Some conflicts have been occurring during seven years of scheme implementation, most of which were not related to the schemes arrangement it self. Some were caused by personal interests of individual community members, and some were stimulated externally. The conflicts arose in when the company's (temporary) camp was burned down and when company assets, such as cars, tractors, motorbikes, etc., were hijacked. There were also a few cases of the plantation being set on fire owing to personal conflict among community members.
The company should handle conflicts by deliberation (bermusyawarah) with the community. A few cases deemed criminal were solved through the courts. MUSPIKA always acted as a facilitator in conflicts with the local community.
From 1995 to 2002, the biggest case of conflict was caused by land status. Land status may be problem because there is no clear boundary between two individual landowners or between community group landowners from two different villages. The negative impact of the conflict could be overcome by a land agreement, or the landowner can be made to withdraw from the cooperation/partnership. According to tribunal law in the past, the land always belonged to the community group, but today there are increasing preferences for individual-owned lands. This is due to the increased value of the land because of the development of large-scale activities by some companies like oil palm and HTI.
Preferences of individual land status will become a challenge for future HTI plantation establishment, because the company established the scheme with the community as a group and the agreement was prepared accordingly. If the company prepares agreements with individual landowners, it should arrange that all technical aspects are handled in the agreements one at a time, making for a vast number of different land agreements.
The partnership scheme needs the full commitment of both parties (the community and company), as well as government support. The schemes could be implemented better if both parties benefited from HTI activities. From the company itself, a full commitment from top management down to the field staff level is required; they should all share the same views so that none of the parties misses any information. The field staff should keep implementing the schemes according to the objectives.

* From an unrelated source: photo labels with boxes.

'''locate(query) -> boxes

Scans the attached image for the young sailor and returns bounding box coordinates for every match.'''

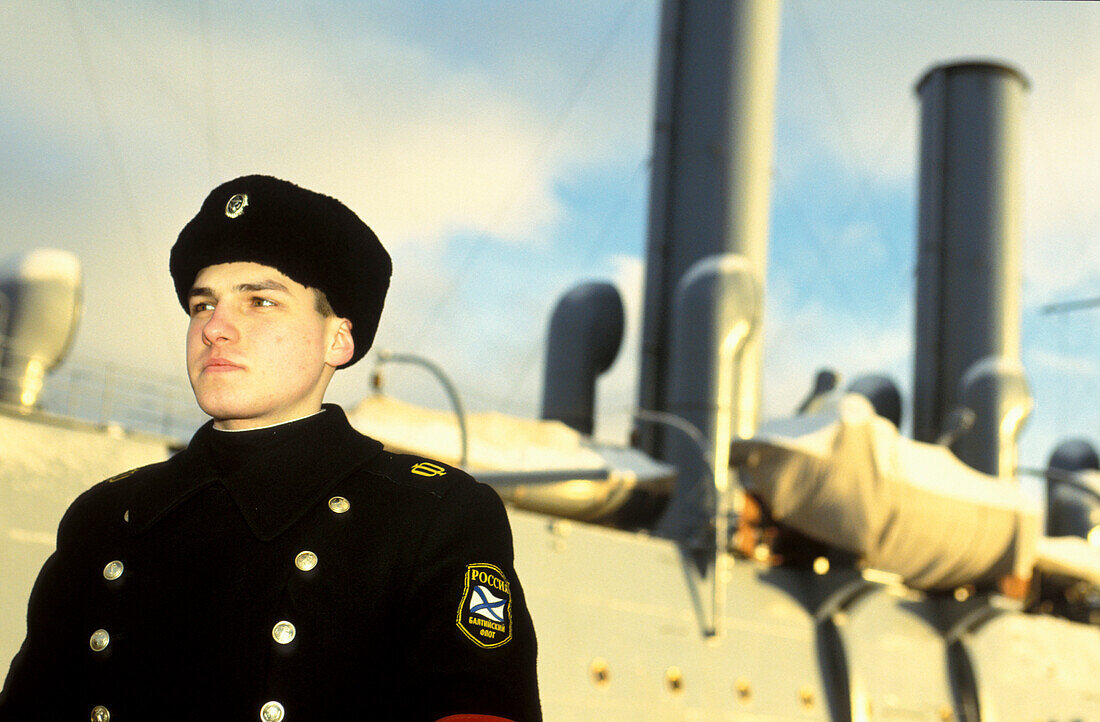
[0,176,541,722]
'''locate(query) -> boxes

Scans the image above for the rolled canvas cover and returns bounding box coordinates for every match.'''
[734,394,1038,590]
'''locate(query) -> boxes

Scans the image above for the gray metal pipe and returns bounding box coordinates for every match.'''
[542,283,625,434]
[913,63,1030,474]
[638,0,780,508]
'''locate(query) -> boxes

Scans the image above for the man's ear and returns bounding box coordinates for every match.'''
[325,318,355,369]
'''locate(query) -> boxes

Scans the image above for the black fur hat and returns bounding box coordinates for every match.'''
[168,175,393,367]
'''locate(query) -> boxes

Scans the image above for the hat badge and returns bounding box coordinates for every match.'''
[226,193,249,218]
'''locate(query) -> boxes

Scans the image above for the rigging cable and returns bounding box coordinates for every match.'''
[410,0,638,348]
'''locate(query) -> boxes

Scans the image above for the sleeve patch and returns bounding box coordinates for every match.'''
[409,461,447,477]
[457,564,512,649]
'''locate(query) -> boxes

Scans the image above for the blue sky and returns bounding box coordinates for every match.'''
[0,0,1100,466]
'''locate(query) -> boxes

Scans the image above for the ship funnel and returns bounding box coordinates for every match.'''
[913,63,1031,477]
[0,249,80,408]
[637,0,780,538]
[542,283,625,434]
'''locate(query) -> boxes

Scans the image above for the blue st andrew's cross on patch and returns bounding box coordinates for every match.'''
[457,564,512,649]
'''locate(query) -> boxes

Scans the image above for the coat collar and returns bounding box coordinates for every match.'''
[130,404,382,542]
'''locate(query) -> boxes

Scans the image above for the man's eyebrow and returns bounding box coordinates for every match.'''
[187,278,290,298]
[233,278,290,293]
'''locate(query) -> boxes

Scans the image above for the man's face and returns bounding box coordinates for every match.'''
[187,262,353,429]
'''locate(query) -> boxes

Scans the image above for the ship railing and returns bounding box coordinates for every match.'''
[0,337,206,440]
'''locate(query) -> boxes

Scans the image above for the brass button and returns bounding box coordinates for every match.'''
[103,559,125,581]
[294,549,317,571]
[260,700,286,722]
[272,621,298,644]
[88,630,111,652]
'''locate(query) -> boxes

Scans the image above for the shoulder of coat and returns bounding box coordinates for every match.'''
[102,459,168,484]
[356,450,473,497]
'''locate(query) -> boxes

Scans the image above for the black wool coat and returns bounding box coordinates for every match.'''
[0,405,541,722]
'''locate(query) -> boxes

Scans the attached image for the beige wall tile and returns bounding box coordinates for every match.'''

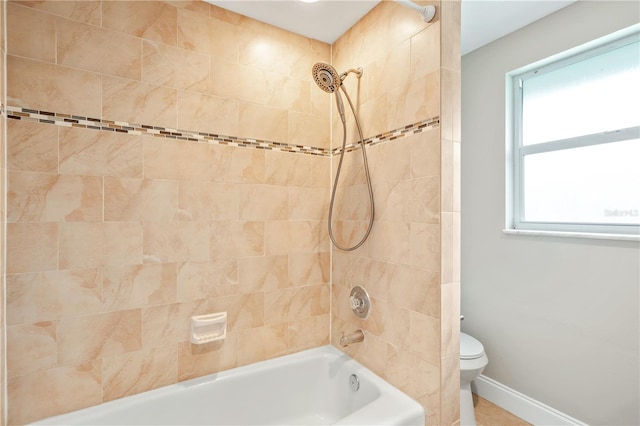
[387,71,440,129]
[264,284,329,324]
[368,222,411,264]
[408,177,440,223]
[238,323,289,365]
[178,9,238,63]
[6,269,103,325]
[7,120,58,173]
[238,26,288,76]
[6,321,57,377]
[388,266,441,318]
[6,223,58,274]
[409,312,440,366]
[143,221,209,263]
[440,283,460,358]
[104,177,178,222]
[178,333,238,381]
[7,172,102,222]
[237,102,289,143]
[440,355,460,425]
[370,138,411,183]
[238,256,289,293]
[60,128,143,178]
[7,2,56,63]
[142,301,210,348]
[7,55,101,117]
[56,18,142,80]
[59,222,142,269]
[407,128,440,178]
[209,58,269,104]
[265,73,312,114]
[209,221,265,259]
[239,184,289,220]
[410,223,440,271]
[163,0,209,16]
[440,212,454,284]
[440,1,461,71]
[178,181,240,221]
[7,360,102,424]
[209,145,265,183]
[288,314,330,352]
[178,90,239,136]
[177,259,240,302]
[265,220,329,255]
[288,187,330,220]
[288,252,331,286]
[102,346,178,402]
[104,263,177,312]
[265,151,330,188]
[57,309,142,365]
[102,75,177,128]
[143,136,209,181]
[11,0,102,25]
[207,293,265,333]
[142,41,209,92]
[102,1,178,46]
[410,21,440,79]
[287,111,330,149]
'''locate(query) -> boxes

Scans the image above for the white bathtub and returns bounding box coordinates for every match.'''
[34,346,424,426]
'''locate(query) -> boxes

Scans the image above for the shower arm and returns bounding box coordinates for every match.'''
[340,67,362,81]
[396,0,436,22]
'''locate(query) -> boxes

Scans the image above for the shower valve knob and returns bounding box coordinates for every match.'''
[349,285,371,319]
[349,296,362,309]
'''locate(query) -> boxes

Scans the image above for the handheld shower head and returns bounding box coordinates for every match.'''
[311,62,342,93]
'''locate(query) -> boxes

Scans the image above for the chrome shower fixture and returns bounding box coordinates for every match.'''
[311,62,342,93]
[311,62,375,251]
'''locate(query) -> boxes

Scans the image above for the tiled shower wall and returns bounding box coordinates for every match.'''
[3,1,331,424]
[331,1,460,425]
[1,1,460,424]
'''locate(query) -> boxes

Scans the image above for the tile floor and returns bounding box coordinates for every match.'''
[473,393,531,426]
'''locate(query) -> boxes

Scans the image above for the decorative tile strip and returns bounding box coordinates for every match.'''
[5,105,440,157]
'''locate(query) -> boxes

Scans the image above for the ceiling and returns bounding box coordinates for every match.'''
[207,0,575,55]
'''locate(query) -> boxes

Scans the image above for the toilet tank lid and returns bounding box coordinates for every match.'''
[460,333,484,359]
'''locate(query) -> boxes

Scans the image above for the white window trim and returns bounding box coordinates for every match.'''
[503,24,640,241]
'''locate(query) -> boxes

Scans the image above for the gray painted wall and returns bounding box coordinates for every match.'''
[461,1,640,425]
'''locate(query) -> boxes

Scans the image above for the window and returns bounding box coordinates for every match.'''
[507,27,640,235]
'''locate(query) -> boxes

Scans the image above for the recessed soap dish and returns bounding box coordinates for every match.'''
[191,312,227,345]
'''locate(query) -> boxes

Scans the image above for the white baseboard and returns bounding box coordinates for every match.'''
[471,375,587,426]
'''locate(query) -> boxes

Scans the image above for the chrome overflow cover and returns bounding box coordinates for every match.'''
[349,285,371,319]
[349,374,360,392]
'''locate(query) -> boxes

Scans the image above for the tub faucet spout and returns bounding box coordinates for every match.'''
[340,330,364,347]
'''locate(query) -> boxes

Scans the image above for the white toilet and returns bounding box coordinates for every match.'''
[460,333,489,426]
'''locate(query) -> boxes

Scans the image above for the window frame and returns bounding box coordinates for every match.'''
[506,25,640,236]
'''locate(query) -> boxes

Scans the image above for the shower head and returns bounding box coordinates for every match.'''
[311,62,342,93]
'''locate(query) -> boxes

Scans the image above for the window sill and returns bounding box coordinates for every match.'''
[502,229,640,241]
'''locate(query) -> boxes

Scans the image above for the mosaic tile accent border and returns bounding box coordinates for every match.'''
[2,105,440,157]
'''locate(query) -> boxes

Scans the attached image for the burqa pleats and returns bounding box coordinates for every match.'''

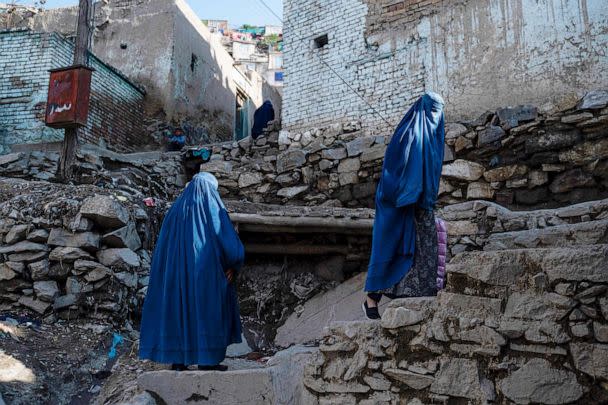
[365,92,445,292]
[140,173,244,365]
[251,100,274,139]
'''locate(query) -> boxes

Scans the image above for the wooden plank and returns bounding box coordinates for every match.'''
[245,242,348,256]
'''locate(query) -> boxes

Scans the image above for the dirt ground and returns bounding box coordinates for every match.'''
[0,313,278,405]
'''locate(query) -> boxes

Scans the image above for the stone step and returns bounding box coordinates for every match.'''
[447,244,608,293]
[274,273,389,347]
[138,346,318,405]
[483,219,608,251]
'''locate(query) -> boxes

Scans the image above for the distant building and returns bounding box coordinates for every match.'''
[0,29,149,155]
[264,25,283,36]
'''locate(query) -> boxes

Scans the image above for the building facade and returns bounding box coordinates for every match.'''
[283,0,608,133]
[0,30,146,154]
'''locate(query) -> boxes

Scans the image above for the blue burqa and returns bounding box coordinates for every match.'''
[365,92,445,292]
[139,173,244,366]
[251,100,274,139]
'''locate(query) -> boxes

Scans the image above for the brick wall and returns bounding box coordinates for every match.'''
[0,31,145,153]
[283,0,608,135]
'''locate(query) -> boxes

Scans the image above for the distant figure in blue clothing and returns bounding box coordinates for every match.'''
[139,173,244,371]
[251,100,274,139]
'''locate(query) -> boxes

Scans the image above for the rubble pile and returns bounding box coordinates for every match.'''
[202,91,608,209]
[440,91,608,207]
[201,122,388,207]
[0,145,186,199]
[304,244,608,404]
[0,179,162,324]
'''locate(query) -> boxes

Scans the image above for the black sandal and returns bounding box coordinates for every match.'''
[198,364,228,371]
[361,300,380,320]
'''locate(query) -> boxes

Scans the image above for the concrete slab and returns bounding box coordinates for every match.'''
[275,273,389,347]
[138,368,274,405]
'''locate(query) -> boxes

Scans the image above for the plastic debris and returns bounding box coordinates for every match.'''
[108,333,124,359]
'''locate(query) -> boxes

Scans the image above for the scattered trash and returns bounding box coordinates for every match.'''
[144,197,156,207]
[108,333,124,359]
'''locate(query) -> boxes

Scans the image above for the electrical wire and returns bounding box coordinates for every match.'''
[258,0,392,126]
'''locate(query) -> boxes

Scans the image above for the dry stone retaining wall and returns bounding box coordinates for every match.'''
[201,91,608,209]
[304,245,608,404]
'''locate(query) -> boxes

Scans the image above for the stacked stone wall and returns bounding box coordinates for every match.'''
[304,245,608,405]
[283,0,608,135]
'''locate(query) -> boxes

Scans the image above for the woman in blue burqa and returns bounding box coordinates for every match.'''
[139,173,244,371]
[363,92,445,319]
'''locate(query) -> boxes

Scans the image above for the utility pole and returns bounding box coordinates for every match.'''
[59,0,93,180]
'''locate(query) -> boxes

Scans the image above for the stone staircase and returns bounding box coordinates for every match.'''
[131,201,608,405]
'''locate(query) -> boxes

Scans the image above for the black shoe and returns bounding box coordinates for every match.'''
[198,364,228,371]
[171,364,188,371]
[361,301,380,320]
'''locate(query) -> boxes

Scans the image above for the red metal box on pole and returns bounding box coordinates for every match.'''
[45,65,93,128]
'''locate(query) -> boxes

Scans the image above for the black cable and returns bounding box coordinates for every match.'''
[258,0,392,126]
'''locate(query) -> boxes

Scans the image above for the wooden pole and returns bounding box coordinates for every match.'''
[245,242,349,256]
[59,0,93,181]
[230,213,374,235]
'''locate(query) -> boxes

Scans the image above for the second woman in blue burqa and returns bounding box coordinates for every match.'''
[139,173,244,370]
[363,92,445,319]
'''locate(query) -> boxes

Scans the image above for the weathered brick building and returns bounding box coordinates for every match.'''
[0,30,145,154]
[283,0,608,133]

Transparency and open communication are essential to establish mutual agreement between the company and community. The company staff in the field occupy an important position because they closely communicate with the community on a daily basis to run field activities, as field staff become representatives of the company.
13 The Land Use Manager of PT Finnantara Intiga, Sanggau (7 May 2002).
14 Hutan Taman Industri (HTI) is forest plantation established to increase the potential and quality of forest production area with intensive silviculture to meet the forestry industry's need for raw materials (Ministry of Forestry Decree No. 70/Kpts-II/95).
15 MUSPIKA is the Subdistrict Board consisting of a head, a police chief, and a military chief.